In 1835 Parker and his new recruit, Marcus Whitman, joined the fur-traders' caravan and headed westward. Not until cholera had broken out and Dr. Whitman's medical skill had prevented disaster in the caravan did the unholy traders appreciate having the missionaries in their group. On August 12 the party reached the fur-trading rendezvous, which was held that year near the junction of Horse Creek and the Green River in Wyoming. There, once again Whitman was able to display his medical skill. He successfully removed a 3-inch iron arrowhead from the back of the famous mountain man, Jim Bridger, under the watchful eyes of traders, mountain men, and Indians. This exhibition of competence was not lost on the Nez Percé and Flathead. Parker and Whitman talked to them and found that they were indeed anxious to have missions.

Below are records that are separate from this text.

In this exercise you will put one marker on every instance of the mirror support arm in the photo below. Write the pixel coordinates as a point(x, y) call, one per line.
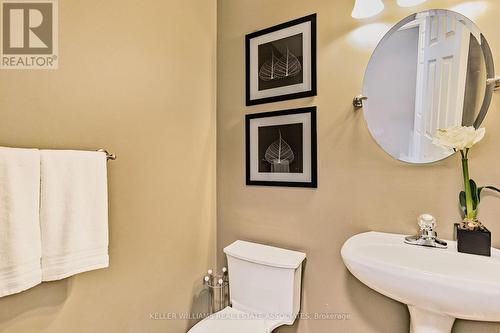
point(495, 82)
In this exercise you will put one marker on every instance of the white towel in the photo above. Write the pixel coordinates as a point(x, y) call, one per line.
point(73, 212)
point(19, 220)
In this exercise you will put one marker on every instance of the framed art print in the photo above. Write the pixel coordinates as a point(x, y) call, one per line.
point(281, 62)
point(281, 148)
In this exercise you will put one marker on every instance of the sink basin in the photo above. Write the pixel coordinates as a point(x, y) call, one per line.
point(438, 285)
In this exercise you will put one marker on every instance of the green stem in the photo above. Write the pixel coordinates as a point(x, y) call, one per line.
point(468, 194)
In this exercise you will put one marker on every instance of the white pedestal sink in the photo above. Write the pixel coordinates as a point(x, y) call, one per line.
point(438, 285)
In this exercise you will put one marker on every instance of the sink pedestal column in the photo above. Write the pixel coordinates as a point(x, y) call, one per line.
point(424, 321)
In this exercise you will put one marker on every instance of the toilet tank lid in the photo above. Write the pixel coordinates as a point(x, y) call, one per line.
point(265, 254)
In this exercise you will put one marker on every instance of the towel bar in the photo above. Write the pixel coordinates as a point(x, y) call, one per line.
point(109, 156)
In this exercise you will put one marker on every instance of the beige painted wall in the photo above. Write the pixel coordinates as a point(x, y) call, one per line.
point(137, 78)
point(360, 187)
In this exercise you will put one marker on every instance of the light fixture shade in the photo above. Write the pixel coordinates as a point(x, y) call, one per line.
point(410, 3)
point(367, 8)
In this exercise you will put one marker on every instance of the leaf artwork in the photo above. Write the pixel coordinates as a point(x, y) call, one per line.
point(280, 68)
point(279, 155)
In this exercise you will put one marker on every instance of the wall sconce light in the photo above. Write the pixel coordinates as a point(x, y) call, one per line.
point(367, 8)
point(410, 3)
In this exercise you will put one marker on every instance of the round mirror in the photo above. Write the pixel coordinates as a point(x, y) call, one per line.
point(429, 71)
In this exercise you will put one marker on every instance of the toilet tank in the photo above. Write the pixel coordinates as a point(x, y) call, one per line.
point(265, 280)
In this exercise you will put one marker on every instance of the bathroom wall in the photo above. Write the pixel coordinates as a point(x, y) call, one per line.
point(137, 78)
point(361, 188)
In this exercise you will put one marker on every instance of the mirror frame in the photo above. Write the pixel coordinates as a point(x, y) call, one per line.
point(489, 64)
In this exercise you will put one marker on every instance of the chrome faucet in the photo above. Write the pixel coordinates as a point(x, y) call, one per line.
point(427, 235)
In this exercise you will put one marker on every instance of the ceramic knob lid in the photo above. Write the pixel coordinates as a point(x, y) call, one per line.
point(426, 222)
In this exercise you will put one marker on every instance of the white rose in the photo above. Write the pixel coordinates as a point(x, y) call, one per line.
point(458, 137)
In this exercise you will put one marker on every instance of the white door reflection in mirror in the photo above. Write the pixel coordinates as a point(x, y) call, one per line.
point(428, 72)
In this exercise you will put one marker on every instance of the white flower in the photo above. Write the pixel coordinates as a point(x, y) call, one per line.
point(458, 137)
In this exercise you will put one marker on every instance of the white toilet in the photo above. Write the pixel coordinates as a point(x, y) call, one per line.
point(264, 287)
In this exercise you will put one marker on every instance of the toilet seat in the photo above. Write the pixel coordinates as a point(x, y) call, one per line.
point(230, 320)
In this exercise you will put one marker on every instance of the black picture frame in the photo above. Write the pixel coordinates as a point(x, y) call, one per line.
point(278, 119)
point(308, 79)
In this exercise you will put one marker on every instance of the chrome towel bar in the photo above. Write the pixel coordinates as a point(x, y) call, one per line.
point(109, 156)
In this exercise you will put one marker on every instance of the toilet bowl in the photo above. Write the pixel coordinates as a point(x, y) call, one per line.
point(264, 288)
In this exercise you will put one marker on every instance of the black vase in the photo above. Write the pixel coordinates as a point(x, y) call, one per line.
point(474, 242)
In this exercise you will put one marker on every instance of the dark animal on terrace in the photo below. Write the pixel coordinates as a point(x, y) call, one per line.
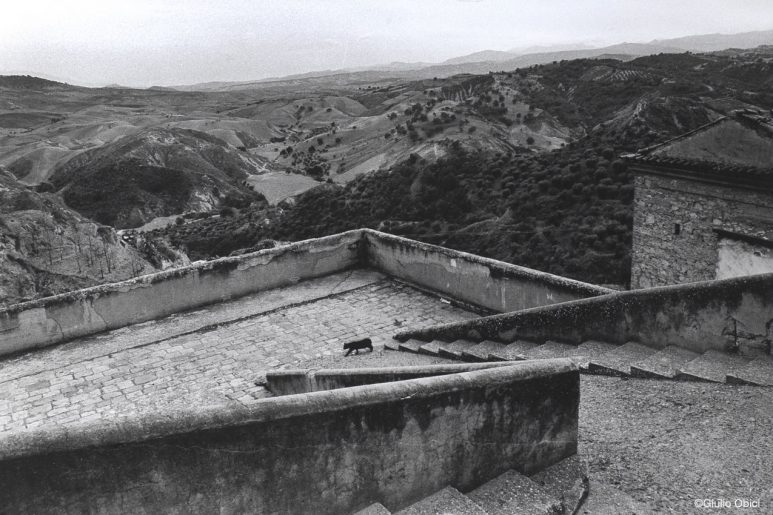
point(357, 345)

To get the missions established by the next year, Whitman decided to return East and organize volunteers for the new field. Parker was to continue on to Oregon, explore for mission locations, and meet Whitman's party when it reached the rendezvous the next summer.

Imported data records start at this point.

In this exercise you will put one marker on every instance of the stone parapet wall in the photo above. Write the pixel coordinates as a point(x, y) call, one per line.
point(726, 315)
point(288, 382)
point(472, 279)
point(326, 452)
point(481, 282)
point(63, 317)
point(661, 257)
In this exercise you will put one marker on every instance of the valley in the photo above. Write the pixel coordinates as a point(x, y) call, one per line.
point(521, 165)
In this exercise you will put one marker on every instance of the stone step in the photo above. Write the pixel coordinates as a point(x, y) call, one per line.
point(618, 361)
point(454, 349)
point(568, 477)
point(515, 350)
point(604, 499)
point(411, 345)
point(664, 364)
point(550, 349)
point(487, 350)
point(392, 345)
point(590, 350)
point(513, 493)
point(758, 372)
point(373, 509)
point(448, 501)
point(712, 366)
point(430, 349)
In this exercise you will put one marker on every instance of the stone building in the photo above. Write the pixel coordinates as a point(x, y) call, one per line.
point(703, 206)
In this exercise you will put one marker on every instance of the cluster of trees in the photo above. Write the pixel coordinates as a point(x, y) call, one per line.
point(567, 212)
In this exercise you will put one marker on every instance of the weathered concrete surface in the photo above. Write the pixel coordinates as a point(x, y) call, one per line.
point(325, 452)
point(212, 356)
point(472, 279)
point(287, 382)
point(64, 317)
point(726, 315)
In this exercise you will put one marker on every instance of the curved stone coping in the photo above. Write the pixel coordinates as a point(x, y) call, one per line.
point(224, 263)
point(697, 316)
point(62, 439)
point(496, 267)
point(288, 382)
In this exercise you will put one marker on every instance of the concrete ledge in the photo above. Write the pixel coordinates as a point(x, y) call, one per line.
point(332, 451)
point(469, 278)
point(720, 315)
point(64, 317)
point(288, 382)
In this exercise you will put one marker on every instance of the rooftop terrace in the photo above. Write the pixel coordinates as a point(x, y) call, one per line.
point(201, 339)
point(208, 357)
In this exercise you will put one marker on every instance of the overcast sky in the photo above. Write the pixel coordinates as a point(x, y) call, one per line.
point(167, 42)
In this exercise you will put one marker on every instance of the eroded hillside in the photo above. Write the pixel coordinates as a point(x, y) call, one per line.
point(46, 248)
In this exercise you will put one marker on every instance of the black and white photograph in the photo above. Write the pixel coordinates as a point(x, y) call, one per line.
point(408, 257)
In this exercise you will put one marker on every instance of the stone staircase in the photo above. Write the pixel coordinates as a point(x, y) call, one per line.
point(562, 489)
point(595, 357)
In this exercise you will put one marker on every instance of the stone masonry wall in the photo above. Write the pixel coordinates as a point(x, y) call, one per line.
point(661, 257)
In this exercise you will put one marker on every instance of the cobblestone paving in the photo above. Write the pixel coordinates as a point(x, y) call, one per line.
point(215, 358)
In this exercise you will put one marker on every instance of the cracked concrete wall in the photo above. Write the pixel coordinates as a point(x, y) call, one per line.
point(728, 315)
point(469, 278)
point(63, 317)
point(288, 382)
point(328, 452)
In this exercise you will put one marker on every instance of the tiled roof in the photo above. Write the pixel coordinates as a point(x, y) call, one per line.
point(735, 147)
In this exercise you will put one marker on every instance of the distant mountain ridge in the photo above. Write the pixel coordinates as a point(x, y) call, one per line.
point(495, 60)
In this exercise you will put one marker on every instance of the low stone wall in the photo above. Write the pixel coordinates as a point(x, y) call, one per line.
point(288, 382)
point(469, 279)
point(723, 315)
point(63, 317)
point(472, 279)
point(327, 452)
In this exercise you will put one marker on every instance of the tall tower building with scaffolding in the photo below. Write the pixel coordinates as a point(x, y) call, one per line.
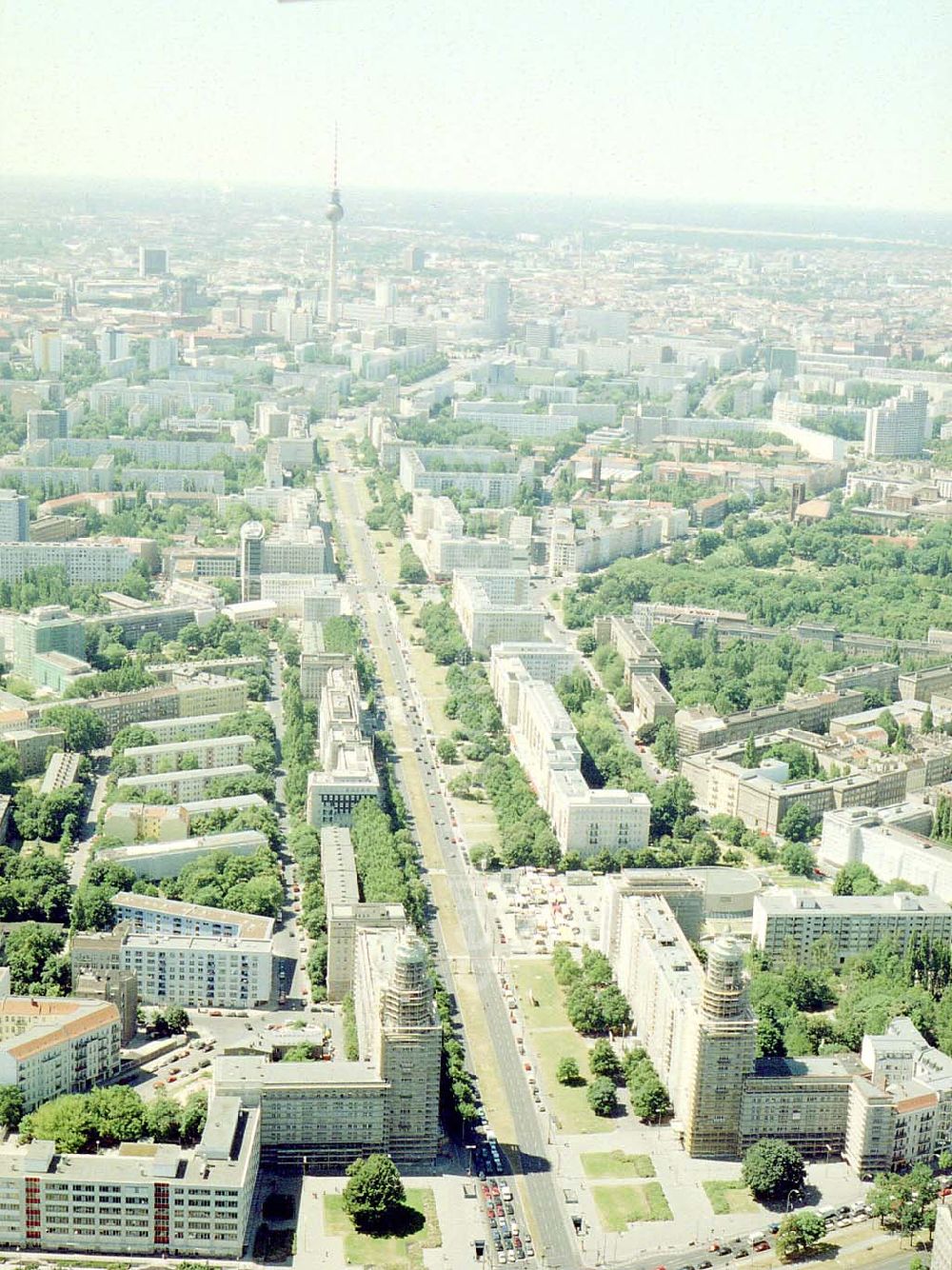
point(723, 1057)
point(334, 215)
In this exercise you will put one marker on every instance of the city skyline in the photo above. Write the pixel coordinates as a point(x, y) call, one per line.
point(502, 101)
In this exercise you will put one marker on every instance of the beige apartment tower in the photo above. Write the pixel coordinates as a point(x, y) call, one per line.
point(723, 1057)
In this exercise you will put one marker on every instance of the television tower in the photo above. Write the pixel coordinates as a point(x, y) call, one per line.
point(334, 213)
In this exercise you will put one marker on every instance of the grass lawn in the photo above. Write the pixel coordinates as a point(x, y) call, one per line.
point(729, 1197)
point(535, 976)
point(552, 1038)
point(395, 1251)
point(621, 1205)
point(616, 1164)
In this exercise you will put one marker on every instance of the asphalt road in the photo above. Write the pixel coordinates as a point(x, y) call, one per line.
point(548, 1212)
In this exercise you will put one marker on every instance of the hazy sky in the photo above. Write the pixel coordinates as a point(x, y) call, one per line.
point(807, 102)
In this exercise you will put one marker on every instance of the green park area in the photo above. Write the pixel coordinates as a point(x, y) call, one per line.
point(394, 1251)
point(552, 1038)
point(729, 1197)
point(620, 1205)
point(616, 1164)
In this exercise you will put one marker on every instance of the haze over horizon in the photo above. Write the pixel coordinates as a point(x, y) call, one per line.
point(723, 105)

sketch of missionaries with Native Americans

Parker, traveling with the Nez Percé, reached their homeland on the Clearwater River in present Idaho late in September. Thence he went down the Columbia River to Fort Vancouver, where he spent most of the winter with the Hudson's Bay Company traders. During the winter and the next spring, he made several trips of exploration in the country between the Clearwater and the Willamette. In the spring of 1836, he learned that the Nez Percé were returning to the rendezvous by a northerly, rugged route. Parker, feeling his years at last, decided to return to the United States by sea. Before the Indians' departure, he wrote letters for them to carry to the rendezvous. Although Whitman received these letters, it is doubtful if they contained any information of value to the 1836 American Board party. While Parker was at Fort Vancouver, Marcus Whitman, back in New York, had been busy gathering men and money in order to establish the missions in the Oregon country.